Where White Men Fear To Tread The Autobiography of Russell Means
Dallas Morning News “Not since war chiefs such as Geronimo or Crazy Horse has an Indian leader so polarized the American public as Russell Means.”
The Washington Post “One of the biggest, baddest, meanest, angriest, most famous American Indian activists of the late twentieth century.”
Library Journal "Next to Wilma Mankiller, Russell Means is the contemporary Native American leader that most non-Native Americans are likely to know. He first came to worldwide media attention during the 1973 siege at Wounded Knee, South Dakota, and has rarely been out of the spotlight since. A leader of the American Indian Movement (AIM), he also made news for filing a lawsuit against the Cleveland Indians to stop the use of the Indians mascot; most recently, Means played in the Disney animated feature film Pocahontas, in which he was the voice of Powhatan. This extremely readable and chatty autobiography gives an insider's eyewitness account of the events of Means's life, allowing non-Native readers some insight into the world of contemporary Native America with all of its strengths and weaknesses. Struggling with alcohol throughout his busy life, Means went into treatment in 1991 and began this book soon after. Highly recommended." [For an interview with Means, see p. 68.] Lisa A. Mitten, Univ. of Pittsburgh Lib., Copyright 1995 Reed Business Information, Inc.
American Library Association Booklist "American Indian activist Means tells his life story with all the clash and fire of thunder and lightning. Means helped turn the grass-roots American Indian Movement (AIM) of the 1960s into a bold national organization that took on the federal government during the 1970s in heated battles at Mount Rushmore; the Washington, D.C., the headquarters of the Bureau of Indian Affairs; and, most dramatically and violently, at Wounded Knee, where Means and his fellow protesters withstood the siege of heavily armed federal agents for 71 world-altering days. His autobiography, a tale spiked with an uncompromising attitude, frank regret, warranted pride, ringing political truths, and spiritual revelation, combines one man's personal quest with an insider's view of a crucial social movement. Means provides powerful testimony to the devastating consequences of the federal government's attempted cultural annihilation of American Indians in this century as well as the last as he recounts his difficult childhood, his self-destructive years as a bar brawler and drug dealer, and, finally, his transformation from a "part-time" to "full-time" Indian with a deep commitment to militant activism.

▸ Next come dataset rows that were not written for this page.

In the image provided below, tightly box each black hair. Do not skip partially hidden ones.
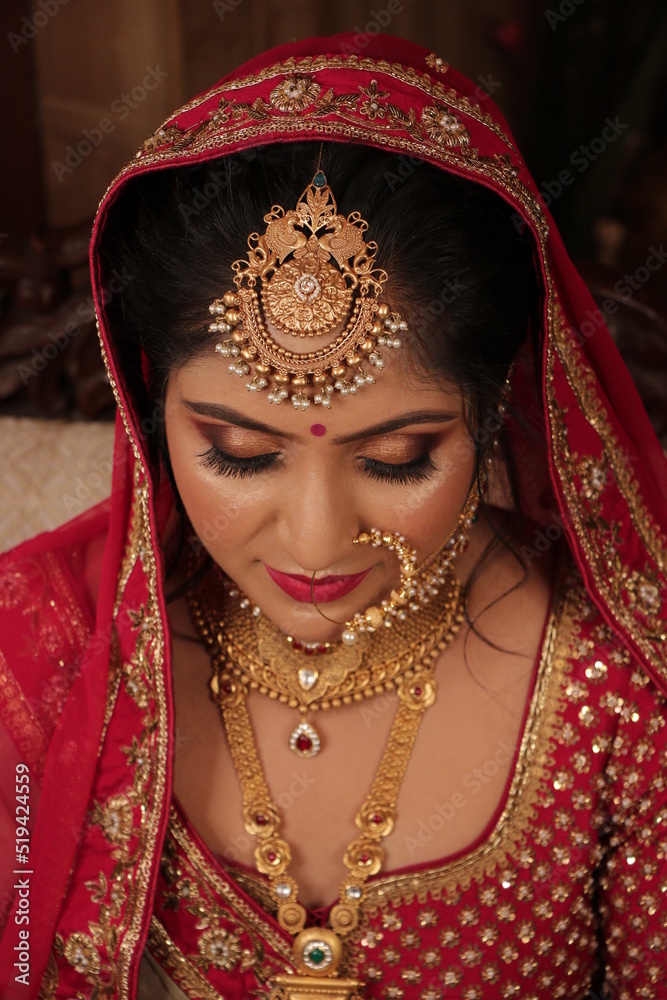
[103,142,539,640]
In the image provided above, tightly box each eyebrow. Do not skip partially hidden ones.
[183,399,459,444]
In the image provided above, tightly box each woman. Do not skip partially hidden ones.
[1,36,667,998]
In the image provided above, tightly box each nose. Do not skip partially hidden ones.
[280,460,362,573]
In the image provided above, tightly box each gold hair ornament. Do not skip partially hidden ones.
[209,170,407,410]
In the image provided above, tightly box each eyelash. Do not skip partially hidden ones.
[199,445,436,486]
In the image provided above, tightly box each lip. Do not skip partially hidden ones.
[264,563,370,604]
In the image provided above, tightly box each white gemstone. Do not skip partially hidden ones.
[297,667,319,691]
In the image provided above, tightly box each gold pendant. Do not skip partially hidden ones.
[275,927,363,1000]
[275,976,363,1000]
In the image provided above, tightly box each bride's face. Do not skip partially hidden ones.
[166,349,474,642]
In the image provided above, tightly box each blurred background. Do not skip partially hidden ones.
[0,0,667,544]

Means is no saint, but even if some of his opinions and actions are drastic, his intentions are honorable, and his story should be heard." Donna Seaman
AudioFile After researching the persecution of American Indians by the US government, Russell Means, also a Native American, decided to fight back through organized protest. Means reveals his transformation from troubled teenager to motivated community activist. Although Means is not an accomplished speaker, no one could better convey the disheartening ordeals of his people more appropriately. Bitterness surfaces in his voice as he reveals the countless inequities Native Americans have suffered. He emotionally exposes how years of prejudice toward him resulted in a frustrating battle against alcoholism and debilitating suppression of anger. Means's inspirational portrayal of the American Indians' spiritual beliefs, convictions and myths is mesmerizing. B.J.P. (c) AudioFile, Portland, Maine
Publishers Weekly "Indian people are dying of sympathy,'" declares legendary activist Means. "What we want is respect." His unwieldy yet absorbing epic conveys his furious, resourceful activism, intertwined with (and sometimes overshadowed by) his own dramatic, messy life--including heavy drinking, attempts on his life, a stint in prison and several rocky marriages. "Conscientized'" by the American Indian Movement at 30, Means helped define Indian rage, leading an occupation of the federal Bureau of Indian Affairs and, in 1973, an armed takeover of Wounded Knee in protest of a corrupt Lakota tribal government. Assisted by historian Wolf, Means tells his story with vernacular frankness, regularly slamming Eurocentrism. While Means's love for his people and his anger at America's historic depredations seem genuine, his conclusion steals some of his thunder (and contradicts his opposition to intermarriage): after finally entering therapy to cope with his anger, he determines that "feelings and relationships" matter far more than race or culture.